Details
Unstructured data has emerged as a central focus in the GenAI era, offering remarkable opportunities to boost growth and secure a competitive edge. However, this data also presents significant challenges for Chief Data Officers (CDOs) tasked with its effective governance. Traditional tools prove insufficient for managing unstructured data, necessitating new, unique capabilities to leverage it in GenAI applications.
Key questions include: How can we discover, classify, and catalog unstructured data? Which users have access to sensitive data within unstructured datasets? What measures can prevent the exposure of sensitive information? Is the data relevant, current, and free from duplicates? Which policies and regulations are applicable to unstructured data? How do we trace the provenance of data from unstructured data systems to GenAI models and endpoints?
Join Jack Berkowitz, (Chief Data Officer, Securiti) and Ankur Gupta (Director of Product Marketing, Securiti) as they explore how CDOs can adopt a comprehensive approach to unstructured data management, safely unlocking its potential and effectively operationalizing GenAI.
Key Takeaways:
-
The rise of unstructured data in the GenAI era
-
Challenges faced by CDOs in governing unstructured data
-
New governance capabilities required to harness unstructured data for GenAI applications
Speakers
Post-event summary
The webinar titled “Navigating Unstructured Data: A CDO’s Roadmap to GenAI Success,” hosted by EDM Council and Securiti, focused on the challenges and strategies for managing unstructured data in the context of generative AI. Panelists included industry experts:
- Jack Berkowitz, CDO, Securiti
- Ankur Gupta, Director of Product Marketing, Securiti
- Moderator: Jim Halcomb, Head of Product Management, EDM Council
The speakers emphasized the importance of discovering, classifying, and governing unstructured data. They highlighted that unstructured data, which includes files, emails, and transcripts, makes up approximately 90% of organizational data and poses significant challenges for data management and AI implementation.
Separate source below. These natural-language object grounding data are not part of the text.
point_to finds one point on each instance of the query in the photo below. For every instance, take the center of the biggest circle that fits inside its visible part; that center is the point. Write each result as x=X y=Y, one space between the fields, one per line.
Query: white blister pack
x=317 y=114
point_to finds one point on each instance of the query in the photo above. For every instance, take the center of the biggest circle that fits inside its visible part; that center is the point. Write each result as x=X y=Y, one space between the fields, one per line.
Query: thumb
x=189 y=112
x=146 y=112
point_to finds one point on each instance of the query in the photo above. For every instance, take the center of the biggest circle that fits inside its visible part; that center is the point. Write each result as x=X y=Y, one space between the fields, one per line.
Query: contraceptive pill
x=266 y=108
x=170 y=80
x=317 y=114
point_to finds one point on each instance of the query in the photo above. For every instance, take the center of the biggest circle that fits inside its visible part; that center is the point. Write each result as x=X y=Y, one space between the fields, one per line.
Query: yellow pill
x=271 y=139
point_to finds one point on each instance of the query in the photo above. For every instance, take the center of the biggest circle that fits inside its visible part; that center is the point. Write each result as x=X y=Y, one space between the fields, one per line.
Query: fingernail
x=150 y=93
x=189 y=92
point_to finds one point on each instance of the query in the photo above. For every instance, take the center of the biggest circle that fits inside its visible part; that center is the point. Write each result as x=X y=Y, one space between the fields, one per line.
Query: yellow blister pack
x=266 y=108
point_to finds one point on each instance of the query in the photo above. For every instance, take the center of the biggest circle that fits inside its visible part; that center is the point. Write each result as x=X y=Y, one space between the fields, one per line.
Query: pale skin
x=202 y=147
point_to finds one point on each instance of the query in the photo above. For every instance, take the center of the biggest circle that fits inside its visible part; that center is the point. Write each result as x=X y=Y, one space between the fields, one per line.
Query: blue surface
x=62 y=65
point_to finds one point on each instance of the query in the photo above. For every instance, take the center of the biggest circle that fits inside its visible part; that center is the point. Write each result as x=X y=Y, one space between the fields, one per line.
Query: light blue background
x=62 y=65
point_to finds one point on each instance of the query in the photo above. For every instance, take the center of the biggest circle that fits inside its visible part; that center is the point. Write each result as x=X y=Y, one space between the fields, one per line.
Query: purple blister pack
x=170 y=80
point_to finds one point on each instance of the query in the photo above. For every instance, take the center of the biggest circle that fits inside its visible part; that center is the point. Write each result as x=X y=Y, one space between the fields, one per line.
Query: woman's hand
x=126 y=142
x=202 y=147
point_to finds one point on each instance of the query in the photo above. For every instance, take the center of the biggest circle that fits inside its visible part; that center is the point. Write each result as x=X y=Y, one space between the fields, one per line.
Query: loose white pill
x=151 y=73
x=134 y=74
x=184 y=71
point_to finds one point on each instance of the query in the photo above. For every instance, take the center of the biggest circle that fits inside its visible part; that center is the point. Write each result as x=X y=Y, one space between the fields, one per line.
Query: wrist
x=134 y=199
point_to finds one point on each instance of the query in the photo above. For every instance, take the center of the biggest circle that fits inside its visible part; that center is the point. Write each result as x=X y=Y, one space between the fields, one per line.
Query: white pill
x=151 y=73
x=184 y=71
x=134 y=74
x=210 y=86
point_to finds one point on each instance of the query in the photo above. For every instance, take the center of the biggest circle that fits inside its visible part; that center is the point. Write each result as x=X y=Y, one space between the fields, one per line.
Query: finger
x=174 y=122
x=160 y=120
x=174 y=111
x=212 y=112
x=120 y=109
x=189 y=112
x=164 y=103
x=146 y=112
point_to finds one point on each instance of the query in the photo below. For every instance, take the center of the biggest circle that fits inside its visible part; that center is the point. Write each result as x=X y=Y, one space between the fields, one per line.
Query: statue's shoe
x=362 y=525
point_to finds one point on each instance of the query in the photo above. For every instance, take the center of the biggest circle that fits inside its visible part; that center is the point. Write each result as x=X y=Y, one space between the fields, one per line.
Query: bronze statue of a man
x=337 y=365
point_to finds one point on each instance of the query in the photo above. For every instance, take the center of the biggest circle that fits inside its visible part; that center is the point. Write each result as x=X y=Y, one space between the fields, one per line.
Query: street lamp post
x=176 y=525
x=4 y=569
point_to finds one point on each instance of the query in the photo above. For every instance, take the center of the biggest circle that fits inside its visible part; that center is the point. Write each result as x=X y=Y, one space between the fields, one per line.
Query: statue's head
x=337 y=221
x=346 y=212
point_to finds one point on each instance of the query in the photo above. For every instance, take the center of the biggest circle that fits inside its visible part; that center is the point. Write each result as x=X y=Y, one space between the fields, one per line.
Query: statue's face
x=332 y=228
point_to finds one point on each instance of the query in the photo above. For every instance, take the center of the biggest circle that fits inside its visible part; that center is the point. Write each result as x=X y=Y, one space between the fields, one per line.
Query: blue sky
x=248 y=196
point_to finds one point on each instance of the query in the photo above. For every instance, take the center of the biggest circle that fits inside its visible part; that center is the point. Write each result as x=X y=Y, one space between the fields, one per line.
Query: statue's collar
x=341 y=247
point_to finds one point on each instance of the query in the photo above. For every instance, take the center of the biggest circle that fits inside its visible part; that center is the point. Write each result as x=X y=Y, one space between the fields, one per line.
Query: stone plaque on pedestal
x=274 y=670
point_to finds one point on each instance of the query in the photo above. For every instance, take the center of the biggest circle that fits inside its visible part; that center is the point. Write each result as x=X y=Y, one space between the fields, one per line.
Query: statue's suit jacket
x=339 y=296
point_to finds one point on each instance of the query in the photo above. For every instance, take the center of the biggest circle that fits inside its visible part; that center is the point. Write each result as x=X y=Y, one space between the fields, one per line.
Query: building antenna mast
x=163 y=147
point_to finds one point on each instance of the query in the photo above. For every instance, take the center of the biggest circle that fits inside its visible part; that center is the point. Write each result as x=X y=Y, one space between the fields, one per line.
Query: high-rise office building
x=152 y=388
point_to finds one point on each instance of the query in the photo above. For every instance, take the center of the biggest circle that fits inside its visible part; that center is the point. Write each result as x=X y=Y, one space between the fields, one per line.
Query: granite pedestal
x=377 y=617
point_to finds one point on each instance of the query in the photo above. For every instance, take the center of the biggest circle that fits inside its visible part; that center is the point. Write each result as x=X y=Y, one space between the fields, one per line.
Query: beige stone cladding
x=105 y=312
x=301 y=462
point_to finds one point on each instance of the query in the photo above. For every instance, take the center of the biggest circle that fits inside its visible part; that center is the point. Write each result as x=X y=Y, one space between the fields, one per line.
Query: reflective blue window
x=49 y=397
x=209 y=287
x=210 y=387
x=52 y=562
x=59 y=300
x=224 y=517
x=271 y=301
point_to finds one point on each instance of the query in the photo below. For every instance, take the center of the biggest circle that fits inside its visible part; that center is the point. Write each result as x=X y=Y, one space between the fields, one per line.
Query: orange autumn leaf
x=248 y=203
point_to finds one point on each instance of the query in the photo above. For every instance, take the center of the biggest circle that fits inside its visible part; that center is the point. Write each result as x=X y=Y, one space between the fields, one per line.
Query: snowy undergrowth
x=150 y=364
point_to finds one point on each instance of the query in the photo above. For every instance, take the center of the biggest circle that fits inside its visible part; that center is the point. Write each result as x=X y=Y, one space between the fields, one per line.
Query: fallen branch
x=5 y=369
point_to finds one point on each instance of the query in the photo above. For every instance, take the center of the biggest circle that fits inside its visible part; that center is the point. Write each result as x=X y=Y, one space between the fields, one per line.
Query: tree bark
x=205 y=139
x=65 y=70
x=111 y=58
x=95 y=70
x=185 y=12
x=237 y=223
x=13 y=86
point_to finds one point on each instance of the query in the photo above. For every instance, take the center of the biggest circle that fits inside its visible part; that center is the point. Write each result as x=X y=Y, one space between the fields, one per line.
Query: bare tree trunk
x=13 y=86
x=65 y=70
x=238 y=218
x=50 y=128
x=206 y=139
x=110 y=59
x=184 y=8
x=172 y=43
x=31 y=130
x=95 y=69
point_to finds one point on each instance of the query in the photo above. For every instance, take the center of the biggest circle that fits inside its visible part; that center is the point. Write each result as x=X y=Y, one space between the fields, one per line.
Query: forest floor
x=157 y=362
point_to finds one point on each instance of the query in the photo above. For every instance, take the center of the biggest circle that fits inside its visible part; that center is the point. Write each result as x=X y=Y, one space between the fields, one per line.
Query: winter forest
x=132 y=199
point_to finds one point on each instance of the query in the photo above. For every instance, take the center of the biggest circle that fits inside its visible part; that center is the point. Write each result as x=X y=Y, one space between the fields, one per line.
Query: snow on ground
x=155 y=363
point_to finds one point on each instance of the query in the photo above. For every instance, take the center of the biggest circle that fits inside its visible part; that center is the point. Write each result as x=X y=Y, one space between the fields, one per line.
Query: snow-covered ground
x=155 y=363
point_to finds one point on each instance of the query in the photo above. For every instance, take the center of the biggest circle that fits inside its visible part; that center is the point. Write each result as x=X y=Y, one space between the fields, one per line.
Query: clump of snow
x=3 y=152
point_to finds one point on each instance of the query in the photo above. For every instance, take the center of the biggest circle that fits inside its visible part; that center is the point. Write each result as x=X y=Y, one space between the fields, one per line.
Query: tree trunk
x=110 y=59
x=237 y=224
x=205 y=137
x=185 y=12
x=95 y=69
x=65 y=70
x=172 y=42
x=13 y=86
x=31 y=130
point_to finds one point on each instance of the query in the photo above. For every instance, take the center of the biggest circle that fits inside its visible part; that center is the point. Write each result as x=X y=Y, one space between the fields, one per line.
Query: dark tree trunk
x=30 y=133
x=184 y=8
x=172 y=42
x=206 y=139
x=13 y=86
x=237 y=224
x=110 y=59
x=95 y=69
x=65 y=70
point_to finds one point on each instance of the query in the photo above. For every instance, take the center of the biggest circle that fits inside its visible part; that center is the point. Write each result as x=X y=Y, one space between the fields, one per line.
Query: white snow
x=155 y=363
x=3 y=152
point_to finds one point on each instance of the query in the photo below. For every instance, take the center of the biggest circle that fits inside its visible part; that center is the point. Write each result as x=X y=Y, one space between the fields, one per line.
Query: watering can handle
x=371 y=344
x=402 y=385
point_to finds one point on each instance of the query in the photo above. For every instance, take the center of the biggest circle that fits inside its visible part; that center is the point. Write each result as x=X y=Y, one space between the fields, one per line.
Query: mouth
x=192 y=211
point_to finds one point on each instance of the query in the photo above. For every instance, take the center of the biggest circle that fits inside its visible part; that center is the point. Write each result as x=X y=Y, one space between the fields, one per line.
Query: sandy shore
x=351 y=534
The speakers discussed various advanced capabilities required for handling unstructured data, such as natural language processing and machine learning. They stressed the need for effective data discovery, cataloging, classification, and curation to ensure the data’s relevance and accuracy. Jack noted, “Our job is to keep data flowing. What we find with the data command graph is it allows people to understand it in context so that they have the confidence to keep data moving.” This quote underscores the critical balance between data accessibility and security.
The webinar also addressed the risks associated with data leakage and the importance of maintaining data entitlements to prevent unauthorized access. The speakers introduced the concept of retrieval augmented generation (RAG) to enhance the contextual relevance of AI models using unstructured data. They highlighted the role of a data command graph in ensuring proper data lineage, security, and governance.
In conclusion, the webinar provided valuable insights into the complexities of managing unstructured data and the necessary steps for leveraging it effectively in AI applications. The emphasis on collaboration between privacy, security, and data teams was deemed essential for building a robust unstructured data governance program.